Presumably, all these directories are part of your PATH environment variable. If you remove them before running dune, it should get rid of the warning messages, e.g., by typing PATH=/usr/bin in your console. (You might need some more directories than just /usr/bin in your PATH. Type echo $PATH to see which are the currently existing ones.)
I am not sure what your point is; you have just showed that /etc/environment indeed exists on your system, but neither that it is free of /usr/games nor that it is ignored by Snap. That being said, the content of that file might be irrelevant, because Snap itself presumably comes with its own /etc/environment file (under /snap/coreXX/current/etc/environment) which would override the system one, I guess.
$ for dir in $(cut -f 2 -d "=" </snap/core20/current/etc/environment | tr ":" " "); do ls -ld $dir; done
ls: cannot access '"/usr/local/sbin': No such file or directory
drwxr-xr-x 2 root root 4096 Dec 28 04:52 /usr/local/bin
drwxr-xr-x 2 root root 12288 Dec 31 07:31 /usr/sbin
drwxr-xr-x 2 root root 28672 Jan 4 16:37 /usr/bin
lrwxrwxrwx 1 root root 8 Dec 28 04:52 /sbin -> usr/sbin
lrwxrwxrwx 1 root root 7 Dec 28 04:52 /bin -> usr/bin
drwxr-xr-x 2 root root 4096 Dec 9 21:08 /usr/games
drwxr-xr-x 2 root root 4096 Dec 28 04:52 /usr/local/games
ls: cannot access '/snap/bin"': No such file or directory
But:
why in the world should coqc use PATH to look something up? (What “something”?)

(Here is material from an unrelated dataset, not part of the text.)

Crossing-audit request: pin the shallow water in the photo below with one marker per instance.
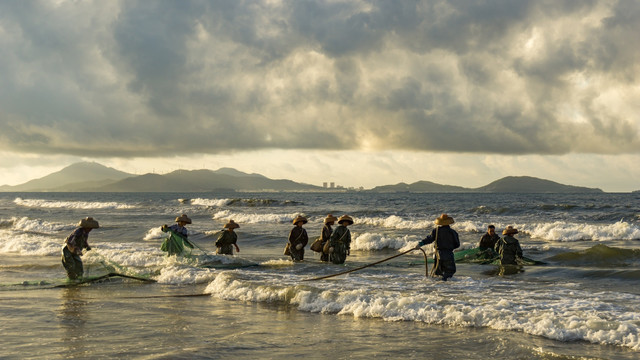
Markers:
(582, 304)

The PATH contains of nine different parts. Why are only three warnings logged in each call to coqc? Why are some logged which are in path an can be accessed (e.g. /usr/games) and other with are in PATH and do not exists are not logged (e.g. /usr/local/sbin)?
Coq does look up in the PATH for some helper tools, e.g., csdp, which is used by the nia and nra tactics. (The odd part is that the lookup is always performed at startup rather than being delayed until the tactics are actually used.)